例:物事を主語にした受動態から人を主語にした能動態にする
■参加者の感想
- 冠木先生のワークショップは自分の英語力が試されているひとときでした。また教室で『ユニコーン1』を使ってのプレゼンテーションもとても刺激的でした。
- 逃げ出したいくらい緊張しました。ですが、教える以上、リスニングの力をつけなければいけないと痛感します。訓練しなければ、全然追いつけない。とても刺激的inspiringでした。
●実践報告(中学)
■「読みとり教材をどうビデオ学習に発展させたか」
日比 和子さん(大和市立引地台中学校)
中学3年生の読みとり教材“Fly Away Home”(日本語のタイトルは「グース」)のDVD(ビデオ)全編を3回に分けて見ていき、生徒に様々なことにチャレンジさせた日比先生の報告。DVDの使い方に参加者の注目が集まりました。
- 授業
- 教科書:中3『New Crown 3』Let's Read 2 Fly Away Home
16羽の雁[がん]を羽化させた少女が超軽量小型飛行機で先導して湖に返すまでを描いた実話。 - 教科通信『ゾクッ2E.T.通信』:読みとりはあらすじをつかむ程度。プリント2枚で内容確認の質問とリスニング(True or False)を行った。

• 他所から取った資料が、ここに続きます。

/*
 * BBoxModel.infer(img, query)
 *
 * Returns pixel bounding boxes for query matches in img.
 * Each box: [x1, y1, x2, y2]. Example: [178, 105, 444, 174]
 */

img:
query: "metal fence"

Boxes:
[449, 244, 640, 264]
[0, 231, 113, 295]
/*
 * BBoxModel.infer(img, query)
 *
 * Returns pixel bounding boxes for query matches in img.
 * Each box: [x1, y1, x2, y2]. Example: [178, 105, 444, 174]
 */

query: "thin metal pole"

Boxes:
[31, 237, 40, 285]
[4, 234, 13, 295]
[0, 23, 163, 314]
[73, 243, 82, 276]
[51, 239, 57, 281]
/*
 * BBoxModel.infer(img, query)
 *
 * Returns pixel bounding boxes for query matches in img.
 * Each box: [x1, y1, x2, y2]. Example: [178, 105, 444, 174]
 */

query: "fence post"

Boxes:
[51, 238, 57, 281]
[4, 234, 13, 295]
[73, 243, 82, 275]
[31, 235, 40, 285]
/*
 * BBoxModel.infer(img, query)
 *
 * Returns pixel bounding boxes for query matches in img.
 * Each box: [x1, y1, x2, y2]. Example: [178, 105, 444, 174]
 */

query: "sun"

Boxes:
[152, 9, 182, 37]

- ビデオ全編を3回で鑑賞:毎回ポイントを決めてチャレンジコーナーを設けた。
- セリフの聞き取り+なりきりアフレコ
- 会話のおおまかな内容把握
- 数字のリスニング+映画の感想
- 「あなたも翻訳家」にチャレンジ
- 教科書:中3『New Crown 3』Let's Read 2 Fly Away Home
- Q&A
- どのように生徒に映画を見せたか?:これまではビデオだったので字幕部分にガムテープを貼ったり取ったりして見せた。今年度学校でDVDを購入。
■参加者の感想
- ただ映画を見せるだけでなく、3回分の授業に分けてtaskを毎回与えたのが生徒に良かったと思います。しかし、どの場面を取り上げるか、何度もDVDを見たことと思います。作成の苦労が偲ばれました。
- 感動しました。おそらくたくさんの生徒が楽しんで授業を受けたのではないかと想像しました。きっと何年も生徒の頭に残る教材ですし、先生の努力が印象として残ることになると思いました。